Dramatic efforts to rescue stranded Rohingya refugees
Rohingya refugees seen on a capsized boat before being rescued in the waters off Indonesia on Thurssday.
As the skipper of an Indonesian search and rescue vessel scoured the sea early on Thursday, a dot appeared on the horizon — dozens of Rohingya refugees drifting on the rusty hull of their overturned ship poking out of the water.
Against the ocean expanse were men, women and children trying to escape Bangladeshi camps filled with poverty, crime and a lack of hope to reach the shores of Indonesia or, eventually, Malaysia for a better life.

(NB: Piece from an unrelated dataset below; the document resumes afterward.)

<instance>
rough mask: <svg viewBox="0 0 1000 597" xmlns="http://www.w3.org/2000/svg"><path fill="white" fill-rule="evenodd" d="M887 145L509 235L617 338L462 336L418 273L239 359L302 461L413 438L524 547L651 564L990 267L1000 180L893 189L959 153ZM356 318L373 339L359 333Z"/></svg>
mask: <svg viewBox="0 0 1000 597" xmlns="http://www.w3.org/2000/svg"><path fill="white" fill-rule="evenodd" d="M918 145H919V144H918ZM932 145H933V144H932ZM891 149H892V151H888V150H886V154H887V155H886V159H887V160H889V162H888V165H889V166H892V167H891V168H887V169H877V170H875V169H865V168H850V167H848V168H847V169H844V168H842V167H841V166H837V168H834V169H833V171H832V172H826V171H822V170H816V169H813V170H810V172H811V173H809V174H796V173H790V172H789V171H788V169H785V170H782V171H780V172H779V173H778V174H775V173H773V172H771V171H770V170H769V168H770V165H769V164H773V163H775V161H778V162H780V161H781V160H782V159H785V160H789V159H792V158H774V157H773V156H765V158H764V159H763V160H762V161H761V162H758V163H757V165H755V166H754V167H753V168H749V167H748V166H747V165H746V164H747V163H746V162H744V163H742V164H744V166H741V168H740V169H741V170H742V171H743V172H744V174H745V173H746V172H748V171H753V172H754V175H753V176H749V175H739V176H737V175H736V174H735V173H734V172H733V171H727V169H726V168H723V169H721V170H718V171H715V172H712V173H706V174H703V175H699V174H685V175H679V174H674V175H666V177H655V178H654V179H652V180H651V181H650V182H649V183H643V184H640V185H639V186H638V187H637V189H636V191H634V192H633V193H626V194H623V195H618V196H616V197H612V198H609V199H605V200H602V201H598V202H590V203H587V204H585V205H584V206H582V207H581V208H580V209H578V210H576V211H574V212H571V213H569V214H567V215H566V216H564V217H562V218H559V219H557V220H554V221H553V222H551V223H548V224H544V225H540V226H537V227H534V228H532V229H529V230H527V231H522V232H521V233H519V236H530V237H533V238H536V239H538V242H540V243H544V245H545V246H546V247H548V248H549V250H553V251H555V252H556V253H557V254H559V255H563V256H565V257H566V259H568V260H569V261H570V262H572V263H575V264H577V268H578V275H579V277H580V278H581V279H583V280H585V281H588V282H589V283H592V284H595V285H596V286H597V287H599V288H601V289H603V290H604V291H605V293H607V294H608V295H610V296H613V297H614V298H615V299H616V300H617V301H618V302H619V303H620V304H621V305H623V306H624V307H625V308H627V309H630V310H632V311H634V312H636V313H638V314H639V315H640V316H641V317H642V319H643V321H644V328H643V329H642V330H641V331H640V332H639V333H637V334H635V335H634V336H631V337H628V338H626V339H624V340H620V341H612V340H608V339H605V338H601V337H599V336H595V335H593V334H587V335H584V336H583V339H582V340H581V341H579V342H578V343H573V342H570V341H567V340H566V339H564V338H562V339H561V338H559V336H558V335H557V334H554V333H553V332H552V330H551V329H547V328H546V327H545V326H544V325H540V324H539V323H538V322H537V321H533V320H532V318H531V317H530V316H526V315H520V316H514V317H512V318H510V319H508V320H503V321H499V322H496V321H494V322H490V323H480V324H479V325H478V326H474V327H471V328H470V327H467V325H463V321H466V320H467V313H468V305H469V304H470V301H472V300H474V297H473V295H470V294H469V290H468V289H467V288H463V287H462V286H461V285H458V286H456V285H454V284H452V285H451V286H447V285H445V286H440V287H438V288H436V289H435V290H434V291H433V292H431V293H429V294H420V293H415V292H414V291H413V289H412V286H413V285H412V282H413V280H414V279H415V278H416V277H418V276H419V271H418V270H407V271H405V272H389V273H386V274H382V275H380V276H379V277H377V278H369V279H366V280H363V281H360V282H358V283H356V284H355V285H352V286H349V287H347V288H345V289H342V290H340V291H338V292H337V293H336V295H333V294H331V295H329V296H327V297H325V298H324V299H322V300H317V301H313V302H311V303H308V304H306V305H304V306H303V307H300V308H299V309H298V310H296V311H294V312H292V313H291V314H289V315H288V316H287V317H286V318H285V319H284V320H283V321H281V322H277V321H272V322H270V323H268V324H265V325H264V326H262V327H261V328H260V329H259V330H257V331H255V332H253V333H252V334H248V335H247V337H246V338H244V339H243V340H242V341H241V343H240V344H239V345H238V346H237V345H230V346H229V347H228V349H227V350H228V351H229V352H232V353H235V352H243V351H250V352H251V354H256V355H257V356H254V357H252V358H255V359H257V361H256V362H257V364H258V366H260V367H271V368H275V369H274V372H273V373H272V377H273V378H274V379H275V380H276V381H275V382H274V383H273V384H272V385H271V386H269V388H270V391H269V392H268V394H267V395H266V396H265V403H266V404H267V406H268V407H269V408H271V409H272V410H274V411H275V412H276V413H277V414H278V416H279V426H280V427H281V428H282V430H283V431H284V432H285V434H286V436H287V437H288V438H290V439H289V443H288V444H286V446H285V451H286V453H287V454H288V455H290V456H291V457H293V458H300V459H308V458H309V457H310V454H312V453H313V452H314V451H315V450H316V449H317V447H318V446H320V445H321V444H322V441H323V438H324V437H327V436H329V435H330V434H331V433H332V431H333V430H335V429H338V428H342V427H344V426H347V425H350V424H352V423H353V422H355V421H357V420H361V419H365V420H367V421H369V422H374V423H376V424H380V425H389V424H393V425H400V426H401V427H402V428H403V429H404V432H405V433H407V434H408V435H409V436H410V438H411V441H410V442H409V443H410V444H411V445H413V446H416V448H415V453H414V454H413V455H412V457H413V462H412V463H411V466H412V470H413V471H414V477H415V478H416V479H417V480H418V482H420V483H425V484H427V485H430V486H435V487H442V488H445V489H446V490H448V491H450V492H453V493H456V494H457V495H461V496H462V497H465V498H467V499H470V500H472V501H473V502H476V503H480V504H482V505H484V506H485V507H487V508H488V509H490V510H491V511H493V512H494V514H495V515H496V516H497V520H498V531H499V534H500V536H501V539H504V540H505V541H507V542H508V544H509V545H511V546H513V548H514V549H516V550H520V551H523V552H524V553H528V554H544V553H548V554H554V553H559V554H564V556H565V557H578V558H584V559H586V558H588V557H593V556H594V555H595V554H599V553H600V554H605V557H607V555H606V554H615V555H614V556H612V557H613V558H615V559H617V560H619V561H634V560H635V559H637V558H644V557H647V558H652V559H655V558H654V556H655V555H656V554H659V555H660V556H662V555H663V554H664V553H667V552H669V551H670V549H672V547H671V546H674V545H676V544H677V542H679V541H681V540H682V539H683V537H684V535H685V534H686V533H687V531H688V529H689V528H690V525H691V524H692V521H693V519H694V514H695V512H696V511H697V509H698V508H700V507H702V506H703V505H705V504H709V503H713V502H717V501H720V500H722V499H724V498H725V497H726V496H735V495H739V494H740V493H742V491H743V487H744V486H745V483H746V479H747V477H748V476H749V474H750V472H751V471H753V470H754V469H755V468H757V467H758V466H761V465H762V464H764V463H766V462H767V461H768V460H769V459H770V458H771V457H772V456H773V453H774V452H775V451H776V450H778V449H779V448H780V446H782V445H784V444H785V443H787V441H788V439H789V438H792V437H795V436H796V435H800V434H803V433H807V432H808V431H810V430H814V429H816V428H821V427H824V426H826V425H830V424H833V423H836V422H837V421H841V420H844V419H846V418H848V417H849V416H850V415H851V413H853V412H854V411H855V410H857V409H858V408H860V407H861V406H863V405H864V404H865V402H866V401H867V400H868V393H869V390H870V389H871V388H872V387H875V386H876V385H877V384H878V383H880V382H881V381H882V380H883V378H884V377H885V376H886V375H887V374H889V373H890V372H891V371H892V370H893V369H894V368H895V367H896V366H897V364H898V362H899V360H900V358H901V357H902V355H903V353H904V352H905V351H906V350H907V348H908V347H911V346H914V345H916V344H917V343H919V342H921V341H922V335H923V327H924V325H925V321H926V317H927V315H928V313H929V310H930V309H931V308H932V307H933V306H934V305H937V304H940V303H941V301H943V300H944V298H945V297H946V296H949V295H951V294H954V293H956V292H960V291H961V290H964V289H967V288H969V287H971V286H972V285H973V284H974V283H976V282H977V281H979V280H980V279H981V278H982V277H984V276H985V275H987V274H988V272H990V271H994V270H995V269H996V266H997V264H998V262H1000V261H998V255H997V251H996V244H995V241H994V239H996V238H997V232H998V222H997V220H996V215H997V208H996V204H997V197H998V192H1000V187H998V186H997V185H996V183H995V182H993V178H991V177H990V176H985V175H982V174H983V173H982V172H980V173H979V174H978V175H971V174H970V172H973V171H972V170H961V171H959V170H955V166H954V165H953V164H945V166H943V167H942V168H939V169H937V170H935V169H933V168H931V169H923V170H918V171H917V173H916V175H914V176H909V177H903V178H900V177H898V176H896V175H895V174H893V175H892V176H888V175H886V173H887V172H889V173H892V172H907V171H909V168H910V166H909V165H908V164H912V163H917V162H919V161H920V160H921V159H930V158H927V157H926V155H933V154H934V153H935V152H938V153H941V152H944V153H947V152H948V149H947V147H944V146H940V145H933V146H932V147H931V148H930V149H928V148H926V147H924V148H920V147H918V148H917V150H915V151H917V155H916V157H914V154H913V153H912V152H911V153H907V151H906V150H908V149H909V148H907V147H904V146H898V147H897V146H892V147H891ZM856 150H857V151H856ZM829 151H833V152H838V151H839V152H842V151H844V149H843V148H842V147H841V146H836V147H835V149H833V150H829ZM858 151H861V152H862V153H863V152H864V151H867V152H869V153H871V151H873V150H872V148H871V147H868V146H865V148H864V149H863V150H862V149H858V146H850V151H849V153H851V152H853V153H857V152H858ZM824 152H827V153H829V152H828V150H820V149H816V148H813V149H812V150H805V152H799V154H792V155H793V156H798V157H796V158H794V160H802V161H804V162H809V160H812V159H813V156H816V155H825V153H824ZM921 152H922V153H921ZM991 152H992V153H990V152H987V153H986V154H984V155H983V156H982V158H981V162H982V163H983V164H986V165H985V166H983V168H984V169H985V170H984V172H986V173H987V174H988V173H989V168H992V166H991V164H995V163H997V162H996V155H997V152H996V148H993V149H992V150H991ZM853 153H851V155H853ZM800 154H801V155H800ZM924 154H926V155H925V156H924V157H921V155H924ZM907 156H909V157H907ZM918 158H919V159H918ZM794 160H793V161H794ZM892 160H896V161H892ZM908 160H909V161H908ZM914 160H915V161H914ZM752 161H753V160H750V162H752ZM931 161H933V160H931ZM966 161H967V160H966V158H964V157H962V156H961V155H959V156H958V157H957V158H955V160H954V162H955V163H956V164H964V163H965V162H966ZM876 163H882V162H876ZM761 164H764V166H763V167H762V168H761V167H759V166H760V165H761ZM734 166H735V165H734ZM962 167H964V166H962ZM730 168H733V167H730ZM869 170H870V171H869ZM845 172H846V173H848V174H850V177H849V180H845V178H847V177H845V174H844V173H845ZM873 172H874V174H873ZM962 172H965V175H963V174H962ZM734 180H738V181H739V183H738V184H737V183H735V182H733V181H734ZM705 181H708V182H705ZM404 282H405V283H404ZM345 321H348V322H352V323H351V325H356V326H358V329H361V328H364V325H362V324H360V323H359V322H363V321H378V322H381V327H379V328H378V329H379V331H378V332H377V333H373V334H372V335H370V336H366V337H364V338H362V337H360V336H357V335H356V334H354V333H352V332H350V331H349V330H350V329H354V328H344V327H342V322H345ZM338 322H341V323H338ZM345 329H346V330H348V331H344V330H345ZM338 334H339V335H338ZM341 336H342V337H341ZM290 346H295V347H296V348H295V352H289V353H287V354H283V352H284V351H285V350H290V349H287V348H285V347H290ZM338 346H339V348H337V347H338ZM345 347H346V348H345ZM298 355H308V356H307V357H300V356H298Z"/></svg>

Under the beating sun, a rescuer had seen one of the men desperately waving a red shirt through his binoculars, hailing the ship in the direction of the group whose boat capsised on Wednesday, with dozens feared to have been swept away.
The group was standing on their makeshift metal buoy because there was not enough room for them all to sit with more than half of it submerged by the sea, footage from the rescue boat showed.
“The first thing I saw was a little girl, around five years old. I looked at her feet and they were badly wrinkly, as if they had been submerged in water for a long time,” said a journalist on board the rescue ship.
“She looked so weak and dehydrated, but her face seemed hopeful again.”
69 Rohingya successfully reached land in Aceh on Thursday afternoon, with most taken to a temporary shelter. Some were immediately taken to hospital. Yet the status of those who accompanied them but were swept away when the boat capsized remains unknown. For those who survived, reaching a new land and risking their life was better than staying where they were.